"In October, 1996, the Franklin and Eleanor Roosevelt Institute (FERI), in collaboration with the Franklin D. Roosevelt Presidential Library, Marist College, and
IBM, launched the New Deal Network (NDN), a research and teaching resource on the World Wide Web devoted to the public works and arts projects of the New Deal. NDN is now based at the Institute for Learning Technologies (ILT) at Columbia University.
NDN seeks to make the most of the interactive, communications and publication capacities of the Internet. Its designers intend to bring many different institutions and individuals into the ongoing construction of the site and to stimulate students and historians throughout the United States to discover and document the human and material legacy of the New Deal.
At the core of the NDN (http://newdeal.feri.org) is a database of photographs, political cartoons, and texts (speeches, letters, and other historic documents from the New Deal period). Currently there are over 20,000 items in this database, many of them previously accessible only to scholars. Unlike many databases on the Web, which represent the holdings of a particular institution, NDN is drawing from a wide variety of sources around the country to create a theme-based archive.

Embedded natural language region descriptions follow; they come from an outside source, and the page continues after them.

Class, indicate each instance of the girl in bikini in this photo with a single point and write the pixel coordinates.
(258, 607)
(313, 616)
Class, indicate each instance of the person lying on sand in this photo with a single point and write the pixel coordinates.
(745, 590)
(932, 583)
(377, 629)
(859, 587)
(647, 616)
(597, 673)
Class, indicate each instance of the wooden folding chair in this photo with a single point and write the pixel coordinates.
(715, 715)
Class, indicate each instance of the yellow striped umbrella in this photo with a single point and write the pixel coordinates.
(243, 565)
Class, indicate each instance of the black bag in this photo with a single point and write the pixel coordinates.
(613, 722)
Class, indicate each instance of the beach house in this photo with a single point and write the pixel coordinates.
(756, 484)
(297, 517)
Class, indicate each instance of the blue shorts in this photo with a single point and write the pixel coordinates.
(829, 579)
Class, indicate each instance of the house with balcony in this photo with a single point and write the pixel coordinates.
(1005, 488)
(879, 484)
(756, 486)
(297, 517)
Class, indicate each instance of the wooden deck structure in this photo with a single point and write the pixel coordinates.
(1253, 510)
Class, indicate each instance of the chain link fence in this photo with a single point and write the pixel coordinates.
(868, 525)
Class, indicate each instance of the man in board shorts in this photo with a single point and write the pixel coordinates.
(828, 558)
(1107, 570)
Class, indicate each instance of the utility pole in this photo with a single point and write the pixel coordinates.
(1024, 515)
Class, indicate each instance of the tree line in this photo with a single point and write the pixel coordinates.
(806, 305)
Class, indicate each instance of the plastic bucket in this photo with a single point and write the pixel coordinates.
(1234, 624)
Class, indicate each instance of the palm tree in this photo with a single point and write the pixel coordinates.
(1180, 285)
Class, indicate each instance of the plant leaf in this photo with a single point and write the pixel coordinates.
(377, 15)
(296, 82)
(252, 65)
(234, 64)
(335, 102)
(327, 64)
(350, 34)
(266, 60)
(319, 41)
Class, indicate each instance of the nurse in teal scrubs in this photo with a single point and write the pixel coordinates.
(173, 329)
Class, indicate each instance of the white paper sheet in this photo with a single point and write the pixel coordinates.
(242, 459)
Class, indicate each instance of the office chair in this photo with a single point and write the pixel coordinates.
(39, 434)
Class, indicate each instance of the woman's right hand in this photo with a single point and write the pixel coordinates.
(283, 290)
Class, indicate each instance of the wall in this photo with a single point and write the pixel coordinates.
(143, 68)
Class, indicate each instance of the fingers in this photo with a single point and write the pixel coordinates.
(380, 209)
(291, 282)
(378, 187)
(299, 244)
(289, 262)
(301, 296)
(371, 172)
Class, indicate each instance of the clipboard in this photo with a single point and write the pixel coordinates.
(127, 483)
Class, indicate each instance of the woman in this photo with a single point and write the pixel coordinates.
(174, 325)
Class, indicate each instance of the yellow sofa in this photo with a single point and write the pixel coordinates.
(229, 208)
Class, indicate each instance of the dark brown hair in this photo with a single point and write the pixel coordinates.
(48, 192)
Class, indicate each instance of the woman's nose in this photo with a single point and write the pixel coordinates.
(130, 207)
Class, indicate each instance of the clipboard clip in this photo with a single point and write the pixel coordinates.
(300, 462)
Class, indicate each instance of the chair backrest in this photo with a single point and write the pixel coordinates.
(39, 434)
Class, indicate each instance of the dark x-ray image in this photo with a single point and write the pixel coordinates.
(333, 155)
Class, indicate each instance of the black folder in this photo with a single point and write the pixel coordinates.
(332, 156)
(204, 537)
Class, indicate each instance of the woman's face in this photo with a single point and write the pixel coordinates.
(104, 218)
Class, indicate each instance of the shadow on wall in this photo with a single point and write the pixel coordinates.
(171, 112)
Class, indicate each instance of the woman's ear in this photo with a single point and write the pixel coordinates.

Every few months the staff adds new "Features" which explore New Deal topics. Many of these features include curriculum ideas designed especially for middle and high school teachers and students. Students at any level will find the site an invaluable resource for research projects on the Depression and the New Deal. In addition, NDN invites teachers and students to document WPA and CCC projects in their communities and to report their findings by producing their own Web pages linked to NDN.
Our plan is to create a network of institutions and individuals studying the Depression and the New Deal and to incorporate or link contributions developed by students, historians, and other institutions to NDN. By employing the Internet in this manner, we will be creating a national learning community on the history of the New Deal period which will have both educational and policy-making value."